- Directed by: Francis D. Lyon
- Starring: Bud Tingwell; Lloyd Berrell;
- Country of origin: Australia
- Original language: English

Production
- Producer: Grace Gibson
- Running time: 30 minutes

Original release
- Release: 10 October 1952

= I Found Joe Barton =

I Found Joe Barton, also known as The Adventures of Al Munch, was a 1952 film made for American television starring Bud Tingwell and Lloyd Berrell. The first Australian drama show made specifically for television, it was the pilot for a series which did not eventuate called The Adventures of Al Munch. However it screened in some cinemas.

==Plot==
Al Munch (Bud Tingwell) is an American private eye who served in Sydney during World War II and decided to stay on. He is hired by Hollywood film producer, Frankoff, to find Joe Barton, an American crime figure thought to be dead but who is now said to be alive in Australia. Frankoff has made a film of his life but needs a clearance from Barton before he can release it and hires Munch to locate him.

Munch contacts a lawyer, Timothy O'Leary, to find Barton, but then O'Leary is murdered. Munch discovers Barton and hands him over to the police for O'Leary's murder.

==Cast==
- Bud Tingwell as Al Munch
- Lloyd Berrell
- Margo Lee

==Production==
The series was the brainchild of American radio producer Grace Gibson, who was the largest packager of radio drama in Sydney. Although television was not introduced in Australia until 1956, she wanted to make a show for the American market using an Australian cast and crew, but American writers and directors. There were a number of Australian radio serials at the time about American characters.

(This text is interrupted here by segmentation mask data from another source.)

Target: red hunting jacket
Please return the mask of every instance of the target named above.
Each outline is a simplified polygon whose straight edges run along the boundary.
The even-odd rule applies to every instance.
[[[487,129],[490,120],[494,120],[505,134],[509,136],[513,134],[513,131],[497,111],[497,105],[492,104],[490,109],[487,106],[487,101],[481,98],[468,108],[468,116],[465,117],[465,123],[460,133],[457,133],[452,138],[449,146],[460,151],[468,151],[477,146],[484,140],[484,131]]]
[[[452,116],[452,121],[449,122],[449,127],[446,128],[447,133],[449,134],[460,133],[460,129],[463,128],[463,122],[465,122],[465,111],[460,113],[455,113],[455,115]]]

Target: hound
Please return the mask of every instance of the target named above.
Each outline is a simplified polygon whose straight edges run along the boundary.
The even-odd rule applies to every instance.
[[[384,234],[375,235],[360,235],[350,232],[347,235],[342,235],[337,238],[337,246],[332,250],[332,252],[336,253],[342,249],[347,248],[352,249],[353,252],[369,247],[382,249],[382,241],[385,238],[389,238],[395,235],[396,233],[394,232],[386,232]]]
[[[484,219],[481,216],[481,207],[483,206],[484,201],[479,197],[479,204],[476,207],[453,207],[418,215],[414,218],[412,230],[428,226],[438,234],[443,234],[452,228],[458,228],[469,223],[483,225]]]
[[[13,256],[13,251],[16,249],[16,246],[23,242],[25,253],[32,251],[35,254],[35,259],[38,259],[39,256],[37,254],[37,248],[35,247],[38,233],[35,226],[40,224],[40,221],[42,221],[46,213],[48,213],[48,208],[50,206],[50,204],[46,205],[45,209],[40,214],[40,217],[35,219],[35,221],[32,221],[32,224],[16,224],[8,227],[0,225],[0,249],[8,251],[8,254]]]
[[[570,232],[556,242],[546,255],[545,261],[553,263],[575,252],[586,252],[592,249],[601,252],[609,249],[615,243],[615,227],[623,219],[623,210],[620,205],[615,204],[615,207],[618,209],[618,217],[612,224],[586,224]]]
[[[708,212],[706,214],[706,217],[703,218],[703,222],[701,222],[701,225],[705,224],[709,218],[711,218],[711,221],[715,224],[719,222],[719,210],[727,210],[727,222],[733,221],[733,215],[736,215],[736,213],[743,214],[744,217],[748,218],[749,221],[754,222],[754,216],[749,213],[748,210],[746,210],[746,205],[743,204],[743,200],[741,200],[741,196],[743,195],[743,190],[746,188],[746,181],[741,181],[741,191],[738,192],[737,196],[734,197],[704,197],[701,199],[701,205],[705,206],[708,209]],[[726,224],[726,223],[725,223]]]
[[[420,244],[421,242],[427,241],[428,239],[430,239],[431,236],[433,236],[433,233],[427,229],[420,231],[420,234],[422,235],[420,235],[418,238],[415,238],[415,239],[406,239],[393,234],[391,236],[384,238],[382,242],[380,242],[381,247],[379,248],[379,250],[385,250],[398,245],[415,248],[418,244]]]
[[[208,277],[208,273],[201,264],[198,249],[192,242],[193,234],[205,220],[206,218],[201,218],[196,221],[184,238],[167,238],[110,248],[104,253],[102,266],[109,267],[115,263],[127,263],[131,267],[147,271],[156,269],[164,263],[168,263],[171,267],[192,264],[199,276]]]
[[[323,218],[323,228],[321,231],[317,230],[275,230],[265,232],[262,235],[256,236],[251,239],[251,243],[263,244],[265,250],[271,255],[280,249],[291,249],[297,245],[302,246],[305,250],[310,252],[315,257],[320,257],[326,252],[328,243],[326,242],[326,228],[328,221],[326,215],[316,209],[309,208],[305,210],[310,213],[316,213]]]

Gibson originally got Ken G. Hall to direct Alan White in a test scene and sent to it some American colleagues but they were not impressed. American director Francis D. Lyon was flown out to do tests with Joe McCormick, Ken Wayne, White and Bud Tingwell. Tingwell was eventually cast and the film was shot over ten days.

There was emphasis on Australian flora and fauna: Frankoff has a pet koala in his room, Munch travels by boat across Sydney harbour, there are plenty of gum trees and kangaroos.

==Reception==
The series did not sell to American television. Tingwell claims this is because they wanted Gibson to guarantee 39 episodes in 39 weeks and she was not sure she would be able to fulfil this order.

However, it did sell to an American distributor and play as a self-contained episode on independent TV stations in the US. In Australia it screened as a support feature in cinemas.

According to Filmink "The episode is a lot of fun to watch today if you don’t mind seeing all these American characters run around Sydney in what is basically an American story, complete with tough guy dialogue, a femme fatale, gunplay and a high death toll. There are campy laughs to be had with the producer holding a koala bear in his office, and Al Munch traipsing through the bush and seeing a kangaroo. There’s lovely location work of the Sydney CBD, Sydney Harbour and the bush. The photography is of extremely high quality and it helps immeasurably that it was all shot on film instead of video tape. The story itself is solid, with plenty of twists and turns; it is absolutely up to the standard by which it was to be measured (i.e. a 30 minute 1950s American detective show)."

In 1952 Charles Tingwell wrote a letter to a newspaper claiming the sale of old Australian films to US television would be bad for Australia's reputation.